Kedua, ‘yang baru’ tidak mempunyai basis dalam pengetahuan masyarakat Jawa/Sunda tetapi mempunyai kemampuan menghubungkan dirinya dengan ‘yang lama’. Dengan begitu yang baru dan yang lama tidak melulu saling menggantikan dalam  kerangka  temporalitas,  melainkan  selalu  membangun  hubungan  dan membentuk hybrid yakni: ‘margin . . . where cultural differences contingently and conflictually touch’ (Bhabha, 1994: 206).

Masalahnya, adakah batas berupa teritorial dalam pengaturan masa lampau di  Pulau  Jawa?  Apakah space di  Jawa  masa  lampau  adalah  wilayah/territorial seperti pada umumnya sekarang?

Teritorial itu sendiri tidak dikenali di Jawa (dan umumnya Asia Tenggara) masa  lampau.  Sebagaimana keyakinan  OW Wolters (1982)  terhadap  Mandala sebagai  bentuk  pengaturan  lama  di  Asia  Tenggara. Mandala  yang diyakini Wolters  menurut  Christie  adalah  “…an  unstable  circle  of  kings  in  a territory without fixed border” (dalam Marr & Millner.  1986; 68, bandingkan dengan Hok Ham 2002: 235).

Akibat  ketiadaan konsep territorial  yang  fix  itu,  seperti  ditulis  George Coedes  misalnya,  “daftar negeri-negeri  bawahan dari Ayutthya  (kerajan  di Thailand  di  bawah Ramadhipati)  dan Majapahit (di bawah Hayam Wuruk)  sebagian  saling  tumpang  tindih  di  bagian  selatan  Semenanjung  Tanah Melayu” (2010 (1964); 315).

Sementara Atja &  Danasasmita (1981: 62) juga mencatat bahwa kesatuan politis  di  Sunda  tidak mempertimbangkan  teritorial.  Menurut  mereka,  kesatuan politis lebih mengutamakan manarekha yang diambil  dari  kata  Sanskrit (mana = memikirkan, menduga, menghitung;   dan rekha = catat, gores).

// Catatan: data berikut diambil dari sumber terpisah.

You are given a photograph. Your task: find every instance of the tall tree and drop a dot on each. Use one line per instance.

Istilah Manarekha ini menurut mereka adalah sama dengan cacah.

Robert  Heine  Geldern  (1963)  menulis bahwa  dalam  konsep  Mandala kerajaan di Asia Tenggara, raja menjadi titik pusat/tengah dari empat sudut dalam mandala.  Raja  (juga  kraton/pusat  kota)  kadang dianggap  merepresentasikan Gunung  Meru sebagai  pusat  kosmos  dalam  sistem  pengetahuan Brahmanism-Buddhism. Titik tengah itu, menurut Lombard (dalam Alfan et all (ed); 1987; 327) dikatakan “merupakan golongan yang istimewa”.

Wilayah Pajajaran sejak masa Sanjaya hingga berakhirnya kerajaan ini pada 1579, rupanya tak mengalami perubahan berarti. Berdasarkan kisah Bujangga Manik yang menyusuri Pulau Jawa pada abad ke-16 dapat diketahui bahwa batas wilayah Kerajaan Sunda di sisi timur adalah Sungai Cipamali (kini Kali Pemali).

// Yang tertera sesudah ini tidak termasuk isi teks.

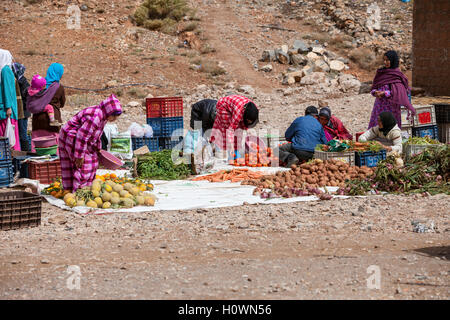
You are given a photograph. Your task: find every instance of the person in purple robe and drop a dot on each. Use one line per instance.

Batas wilayah Kerajaan Sunda di sisi barat kiranya adalah Selat Sunda, sedangkan batas sisi utara adalah pantai utara Jawa Barat hingga Brebes. Di pantai utara, seperti yang diceritakan Pires, berjejer enam buah pelabuhan milik Kerajaan Sunda, yaitu Banten (Bantam), Pontang, Cigede, Tamgara (Tanggerang), Kalapa (Jakarta), dan Cimanuk. Batas di sisi selatan adalah Laut Selatan (Samudra Hindia).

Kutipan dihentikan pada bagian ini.